MEDIATORS OF INFLAMMATION

The development of ocular neovascularization bears many of the hallmarks of an inflammatory process whose full nature is still being elucidated; this link appears to be relevant not only for AMD but also for other neovascular syndromes, such as retinopathy of prematurity (ROP) and DR. Several different types of data support the importance of inflammatory cells and factors classically associated with inflammatory processes. These include (a) both genetic and experimental data supporting a role of the complement cascade^12,13; (b) the presence of macrophages in surgically excised choroidal neovascular membranes,^14,15 together with the dependence of experimentally induced ocular neovascularization on the migration of macrophages (Fig. 30.2)^16–19; (c) the clinical findings that an antibody against tumor necrosis factor-α (TNF-α), an inflammatory cytokine, can alleviate symptoms of AMD²⁰; and (d) evidence that the influx of inflammatory cells is central to the attack on the retinal vasculature and the resulting ischemic neovascularization that are characteristic of DR.²¹

FIGURE 30.2. Monocytes contribute to pathological retinal neovascularization. In an ROP model, postnatal day zero (P0) rats were maintained for 10 days in 80% oxygen, interrupted daily by 30 minutes in room air, followed by a progressive return to 80% oxygen. This treatment led to an avascular retina. On P10, corresponding to study day 0 (D0), retinal revascularization was induced by maintaining the rats in room air for an additional 7 days (D7). A–C: At D7, pathological neovascularization (PaNV; arrows in A and B) was significantly inhibited by treatment with clodronate liposomes compared to control liposomes (n = 8 for both treatments; means ± standard deviation). D: Physiological neovascular area (PhRV) was not significantly affected by treatment with clodronate liposomes (p > 0.05). E–J: Influx of monocytes was observed just before and during pathological neovascularization (H–J). Monocytes were labeled with a fluorescein-conjugated antibody to CD13 (E and H), while rhodamine-conjugated concanavalin A was used to label the retinal vasculature and adherent leukocytes (F and I). As shown by superposition of these figures (G and J), the concanavalin A and CD13 staining colocalized, indicating that the adherent leukocytes were monocytes. K: In cultured peripheral blood monocytes obtained from retinopathologic rats at D7, exposure to hypoxia (1% oxygen) led to a marked increase in the expression of VEGF mRNA compared to exposure to normoxia (21% oxygen). Scale bars: (A and B) 0.5 mm and (E–J) 50 μm. (Reproduced from Ishida, et al. J Exp Med. 2003;198:483–489, with permission.)

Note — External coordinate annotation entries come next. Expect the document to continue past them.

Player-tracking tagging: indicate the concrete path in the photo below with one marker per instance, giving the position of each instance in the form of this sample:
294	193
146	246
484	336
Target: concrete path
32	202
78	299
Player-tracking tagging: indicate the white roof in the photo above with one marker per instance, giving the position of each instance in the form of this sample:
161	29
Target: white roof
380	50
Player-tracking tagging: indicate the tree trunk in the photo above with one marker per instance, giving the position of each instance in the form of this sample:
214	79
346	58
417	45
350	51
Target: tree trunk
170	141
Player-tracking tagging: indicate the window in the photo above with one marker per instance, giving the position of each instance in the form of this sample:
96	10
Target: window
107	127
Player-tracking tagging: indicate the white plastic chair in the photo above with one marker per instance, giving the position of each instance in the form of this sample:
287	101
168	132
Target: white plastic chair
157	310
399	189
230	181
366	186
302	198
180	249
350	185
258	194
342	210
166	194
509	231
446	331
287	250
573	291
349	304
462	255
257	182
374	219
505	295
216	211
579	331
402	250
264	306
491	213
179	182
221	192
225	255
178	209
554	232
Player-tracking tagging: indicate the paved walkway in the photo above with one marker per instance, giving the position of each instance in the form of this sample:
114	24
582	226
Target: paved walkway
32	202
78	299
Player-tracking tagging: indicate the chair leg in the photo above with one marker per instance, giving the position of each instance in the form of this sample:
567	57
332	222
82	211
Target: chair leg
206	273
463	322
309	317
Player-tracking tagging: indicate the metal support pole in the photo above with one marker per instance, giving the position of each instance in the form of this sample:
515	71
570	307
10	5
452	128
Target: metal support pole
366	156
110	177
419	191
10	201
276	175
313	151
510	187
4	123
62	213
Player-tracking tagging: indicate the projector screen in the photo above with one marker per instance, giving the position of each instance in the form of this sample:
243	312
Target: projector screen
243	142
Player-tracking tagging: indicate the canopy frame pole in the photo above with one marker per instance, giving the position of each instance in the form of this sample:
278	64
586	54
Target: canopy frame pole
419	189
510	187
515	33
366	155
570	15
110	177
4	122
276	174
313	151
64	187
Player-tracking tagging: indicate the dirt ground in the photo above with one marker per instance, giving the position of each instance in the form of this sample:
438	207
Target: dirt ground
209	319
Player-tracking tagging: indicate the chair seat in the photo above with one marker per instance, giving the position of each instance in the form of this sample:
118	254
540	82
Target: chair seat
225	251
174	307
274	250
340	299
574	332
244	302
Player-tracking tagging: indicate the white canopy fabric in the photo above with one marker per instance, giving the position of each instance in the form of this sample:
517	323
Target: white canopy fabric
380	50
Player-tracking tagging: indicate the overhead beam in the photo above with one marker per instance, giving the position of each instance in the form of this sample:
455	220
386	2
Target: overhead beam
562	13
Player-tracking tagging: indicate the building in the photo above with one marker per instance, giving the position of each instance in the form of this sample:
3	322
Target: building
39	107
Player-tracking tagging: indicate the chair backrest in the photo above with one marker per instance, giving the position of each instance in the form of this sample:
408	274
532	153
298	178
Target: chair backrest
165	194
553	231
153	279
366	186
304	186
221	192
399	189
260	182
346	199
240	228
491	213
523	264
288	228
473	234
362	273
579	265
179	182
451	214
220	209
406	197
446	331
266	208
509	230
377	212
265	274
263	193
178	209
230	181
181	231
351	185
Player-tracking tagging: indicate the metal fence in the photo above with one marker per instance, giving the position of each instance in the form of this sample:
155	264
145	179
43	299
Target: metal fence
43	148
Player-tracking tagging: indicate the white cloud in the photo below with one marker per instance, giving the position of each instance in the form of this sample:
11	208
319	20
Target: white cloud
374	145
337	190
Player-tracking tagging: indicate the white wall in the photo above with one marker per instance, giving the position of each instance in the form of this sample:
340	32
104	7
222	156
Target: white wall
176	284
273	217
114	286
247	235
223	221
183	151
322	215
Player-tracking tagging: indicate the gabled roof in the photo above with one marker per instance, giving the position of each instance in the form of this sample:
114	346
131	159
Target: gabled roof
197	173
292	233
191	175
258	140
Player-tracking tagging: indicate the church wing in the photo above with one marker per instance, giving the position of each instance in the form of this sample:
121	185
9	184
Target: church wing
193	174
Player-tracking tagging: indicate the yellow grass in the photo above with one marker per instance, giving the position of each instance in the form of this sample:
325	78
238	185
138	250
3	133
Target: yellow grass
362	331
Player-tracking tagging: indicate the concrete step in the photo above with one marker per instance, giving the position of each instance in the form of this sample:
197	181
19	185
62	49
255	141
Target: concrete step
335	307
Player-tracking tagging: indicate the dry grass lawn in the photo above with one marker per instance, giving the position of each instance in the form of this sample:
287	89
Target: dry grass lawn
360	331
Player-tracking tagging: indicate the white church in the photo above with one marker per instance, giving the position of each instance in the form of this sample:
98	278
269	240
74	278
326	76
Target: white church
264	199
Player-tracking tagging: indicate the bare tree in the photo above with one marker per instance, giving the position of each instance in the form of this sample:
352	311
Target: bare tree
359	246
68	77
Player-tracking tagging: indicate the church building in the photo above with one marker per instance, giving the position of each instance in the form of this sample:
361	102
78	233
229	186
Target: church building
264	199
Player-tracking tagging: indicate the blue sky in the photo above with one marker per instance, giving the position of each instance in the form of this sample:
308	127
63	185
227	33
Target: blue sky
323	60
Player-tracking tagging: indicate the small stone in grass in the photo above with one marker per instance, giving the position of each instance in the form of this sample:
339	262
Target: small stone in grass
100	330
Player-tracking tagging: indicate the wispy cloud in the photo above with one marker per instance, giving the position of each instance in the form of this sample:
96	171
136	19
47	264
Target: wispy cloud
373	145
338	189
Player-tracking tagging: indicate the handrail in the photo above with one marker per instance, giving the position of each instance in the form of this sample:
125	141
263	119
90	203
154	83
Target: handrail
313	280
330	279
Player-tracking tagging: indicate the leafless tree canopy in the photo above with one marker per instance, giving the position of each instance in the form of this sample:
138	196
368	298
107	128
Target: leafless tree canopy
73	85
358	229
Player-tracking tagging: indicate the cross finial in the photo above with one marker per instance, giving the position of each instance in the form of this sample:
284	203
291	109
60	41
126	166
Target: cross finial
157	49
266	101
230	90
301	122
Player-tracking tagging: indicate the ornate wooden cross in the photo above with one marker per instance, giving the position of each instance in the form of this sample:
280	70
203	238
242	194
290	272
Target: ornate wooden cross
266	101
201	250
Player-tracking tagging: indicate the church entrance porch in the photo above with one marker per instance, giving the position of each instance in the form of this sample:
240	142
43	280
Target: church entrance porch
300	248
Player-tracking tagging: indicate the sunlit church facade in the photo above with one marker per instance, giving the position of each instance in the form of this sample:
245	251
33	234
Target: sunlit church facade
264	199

Given the importance of anti-VEGF therapies for current treatment protocols, it is of particular interest that VEGF itself is known to act as a potent inflammatory cytokine in models of both ischemic neovascularization¹⁷ and DR-associated retinal pathology.^21–23 The data supporting the importance of other inflammatory mediators in promoting ocular neovascularization offer the hope that they too may prove to be attractive therapeutic targets. Several of these mediators of inflammation are discussed in this section.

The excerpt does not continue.